Federer par-ci, Federer par-là. Il n'y en a que pour le Bâlois depuis sa victoire à Wimbledon. Et si les éloges pleuvent de toutes parts, les liasses de billets tombent également en masse! Sportif suisse le mieux payé de tous les temps, «Rodgeur» pointe cette année à la première place des gains ATP avec un total intermédiaire de 2 millions de dollars. A 21 ans, Federer a déjà engrangé 5,7 millions de dollars, sans compter ses gains annexes et les garanties (primes de présence aux tournois de moindre envergure, minimum de 600 000 dollars). Bien entendu, il reste loin derrière les 27 millions d'Andre Agassi, de onze ans son aîné, mais s'il devait durer aussi longtemps que l'Américain sur le circuit, il pourrait aisément franchir le cap des 30 millions…

Roger Federer affole les chiffres, et il a décidé voilà peu de quitter le groupe IMG pour prendre en main la gestion financière de sa carrière. Chef d'entreprise avec comme employés ses parents et sa compagne. Robert, le papa, s'occupe de la promotion de son image et de la gestion des salaires du staff technique. Lynette, la maman, a pris en charge le côté administratif, et Mirka Vavrinec gère son agenda ainsi que ses relations avec la presse.

Comme tout champion, Roger Federer soigne ses gains avec des contrats de publicité souvent mirobolants. Au mois de mars, Nike s'est engagé pour cinq ans avec le Suisse. Le magazine Facts parle d'un montant pouvant atteindre 20 millions de dollars, selon les résultats de leur protégé. Le géant américain a eu le nez creux en négociant ce contrat quelques mois avant son sacre à Wimbledon. Dorénavant, il veut saisir la balle au bond et promouvoir le «produit» Federer au niveau international. Ce dernier aura certainement droit à une nouvelle ligne d'habits, en rouge et blanc, comme il l'avait déjà obtenu en 2002. Et Nike espère le voir triompher rapidement à l'US Open, pour lui ouvrir le marché américain.
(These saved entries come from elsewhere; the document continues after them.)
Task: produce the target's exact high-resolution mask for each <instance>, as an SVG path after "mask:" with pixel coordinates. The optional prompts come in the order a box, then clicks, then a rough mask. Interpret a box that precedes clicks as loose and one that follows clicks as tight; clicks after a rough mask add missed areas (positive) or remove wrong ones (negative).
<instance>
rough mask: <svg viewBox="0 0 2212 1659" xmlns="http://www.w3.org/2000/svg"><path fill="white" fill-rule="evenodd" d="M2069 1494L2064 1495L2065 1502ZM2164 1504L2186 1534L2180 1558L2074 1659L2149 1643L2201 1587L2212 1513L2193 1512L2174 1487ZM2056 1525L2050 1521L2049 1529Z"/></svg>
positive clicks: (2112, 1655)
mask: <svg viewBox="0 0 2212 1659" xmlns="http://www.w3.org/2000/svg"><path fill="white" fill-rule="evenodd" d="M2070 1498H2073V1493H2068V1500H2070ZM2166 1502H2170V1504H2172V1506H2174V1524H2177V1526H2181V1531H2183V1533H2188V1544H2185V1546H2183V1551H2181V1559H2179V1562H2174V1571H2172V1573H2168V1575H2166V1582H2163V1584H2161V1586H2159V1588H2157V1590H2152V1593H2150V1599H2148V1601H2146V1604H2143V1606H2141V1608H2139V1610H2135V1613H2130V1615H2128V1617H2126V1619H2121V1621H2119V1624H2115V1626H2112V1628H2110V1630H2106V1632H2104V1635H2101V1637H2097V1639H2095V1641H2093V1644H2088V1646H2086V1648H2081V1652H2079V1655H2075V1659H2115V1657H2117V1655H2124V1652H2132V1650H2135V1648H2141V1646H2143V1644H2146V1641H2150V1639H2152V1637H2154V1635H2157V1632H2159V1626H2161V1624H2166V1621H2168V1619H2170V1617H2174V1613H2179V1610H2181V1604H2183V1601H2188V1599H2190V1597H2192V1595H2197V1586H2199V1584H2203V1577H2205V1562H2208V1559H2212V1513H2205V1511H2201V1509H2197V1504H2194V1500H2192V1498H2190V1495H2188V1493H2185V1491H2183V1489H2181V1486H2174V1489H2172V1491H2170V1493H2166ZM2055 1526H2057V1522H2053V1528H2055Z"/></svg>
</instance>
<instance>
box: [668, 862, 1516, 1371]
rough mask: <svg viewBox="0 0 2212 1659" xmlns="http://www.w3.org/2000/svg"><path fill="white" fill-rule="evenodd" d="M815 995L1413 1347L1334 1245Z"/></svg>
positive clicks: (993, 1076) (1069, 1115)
Souhait similaire du côté du fabricant de raquettes Wilson. Il y a dix-huit mois, Federer lui est resté fidèle malgré des propositions plus alléchantes. Pas question pour le Suisse de laisser tomber ceux qui lui ont fait confiance avant son irrésistible ascension. Comme pour Nike, Wilson veut profiter de l'euphorie du moment en mettant sur le marché suisse une série spéciale de la raquette du héros de Wimbledon. Une gamme destinée aux joueurs de haut niveau devrait également débarquer, tandis qu'une campagne de publicité internationale l'associant à Serena Williams est en route.

Plus proche de nous, la société Emmi est également sponsor du phénomène pour une somme avoisinant le million de francs (avec bonus en cas de victoires). Là aussi, les dirigeants ont réagi rapidement en tournant un spot TV à Gstaad pour promouvoir un de leurs produits laitiers. Pour compléter la liste, on peut encore citer Rolex, Atag Asset Management et Hugo Boss. Et cet automne, une ligne de cosmétiques à son nom sera lancée sur le marché. La petite entreprise de Roger Federer ne connaît pas la crise… Encore moins depuis sa victoire expéditive d'hier face au Français Lisnard (6-1, 6-2) et les 15 000 dollars qu'elle lui a rapportés.